Andrea Arcangeli wrote:
> On Wed, Aug 22, 2007 at 01:05:13PM +0200, Andi Kleen wrote:
>> Ok perhaps the new adaptive dirty limits helps your single disk
>> a lot too. But your improvements seem to be more "collateral damage" @)
>>
>> But if that was true it might be enough to just change the dirty limits
>> to get the same effect on your system. You might want to play with
>> /proc/sys/vm/dirty_*
>
> The adaptive dirty limit is per task so it can't be reproduced with
> global sysctl. It made quite some difference when I researched into it
> in function of time. This isn't in function of time but it certainly
> makes a lot of difference too, actually it's the most important part
> of the patchset for most people, the rest is for the corner cases that
> aren't handled right currently (writing to a slow device with
> writeback cache has always been hanging the whole thing).

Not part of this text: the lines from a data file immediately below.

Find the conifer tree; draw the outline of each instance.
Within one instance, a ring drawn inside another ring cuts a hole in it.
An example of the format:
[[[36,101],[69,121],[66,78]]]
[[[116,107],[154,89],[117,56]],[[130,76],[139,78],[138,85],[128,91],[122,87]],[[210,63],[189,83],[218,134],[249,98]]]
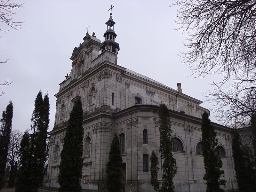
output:
[[[157,180],[157,173],[159,171],[159,161],[155,151],[151,153],[150,157],[150,183],[153,186],[154,189],[156,192],[159,190],[160,182]]]
[[[165,105],[160,105],[159,131],[160,132],[159,152],[164,160],[162,167],[163,182],[161,187],[162,192],[174,191],[174,186],[172,180],[177,173],[176,160],[172,153],[172,131],[171,129],[169,111]]]
[[[122,191],[122,161],[119,138],[117,134],[115,133],[108,153],[108,161],[106,166],[106,181],[109,192]]]
[[[75,102],[70,113],[60,154],[58,178],[60,192],[82,191],[83,113],[82,102],[79,99]]]
[[[219,192],[223,191],[220,186],[225,185],[226,181],[220,179],[221,175],[224,174],[224,171],[220,170],[222,162],[217,147],[218,142],[218,140],[216,138],[217,133],[211,123],[209,116],[205,112],[202,116],[202,151],[205,169],[204,179],[206,181],[206,192]]]
[[[5,110],[3,112],[2,118],[0,120],[1,123],[0,125],[0,190],[4,176],[13,113],[12,103],[10,101]]]
[[[30,136],[28,130],[22,137],[19,151],[20,156],[20,171],[18,172],[15,192],[31,192],[34,180],[32,175],[32,156],[31,153]]]
[[[256,191],[255,170],[243,149],[241,138],[236,130],[234,132],[232,142],[233,156],[236,171],[236,177],[239,191]]]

Self-tuning > static sysctl's. The last years we needed to use very
small values for dirty_ratio and dirty_background_ratio to soften the
latency problems we have during sustained writes. Imo these patches
really help in many cases, please commit to mainline.

--
Leroy

2007-09-04 19:23:18

by Martin Knoblauch

[permalink] [raw]
Subject: Re: huge improvement with per-device dirty throttling


--- Leroy van Logchem <[email protected]> wrote:

> Andrea Arcangeli wrote:
> > On Wed, Aug 22, 2007 at 01:05:13PM +0200, Andi Kleen wrote:
> >> Ok perhaps the new adaptive dirty limits helps your single disk
> >> a lot too. But your improvements seem to be more "collateral
> damage" @)
> >>
> >> But if that was true it might be enough to just change the dirty
> limits
> >> to get the same effect on your system. You might want to play with
> >> /proc/sys/vm/dirty_*
> >
> > The adaptive dirty limit is per task so it can't be reproduced with
> > global sysctl. It made quite some difference when I researched into
> it
> > in function of time. This isn't in function of time but it
> certainly
> > makes a lot of difference too, actually it's the most important
> part
> > of the patchset for most people, the rest is for the corner cases
> that
> > aren't handled right currently (writing to a slow device with
> > writeback cache has always been hanging the whole thing).
>
>
> Self-tuning > static sysctl's. The last years we needed to use very
> small values for dirty_ratio and dirty_background_ratio to soften the
>
> latency problems we have during sustained writes. Imo these patches
> really help in many cases, please commit to mainline.
>
> --
> Leroy
>

while it helps in some situations, I did some tests today with
2.6.22.6+bdi-v9 (Peter was so kind) which seem to indicate that it
hurts NFS writes. Anyone seen similar effects?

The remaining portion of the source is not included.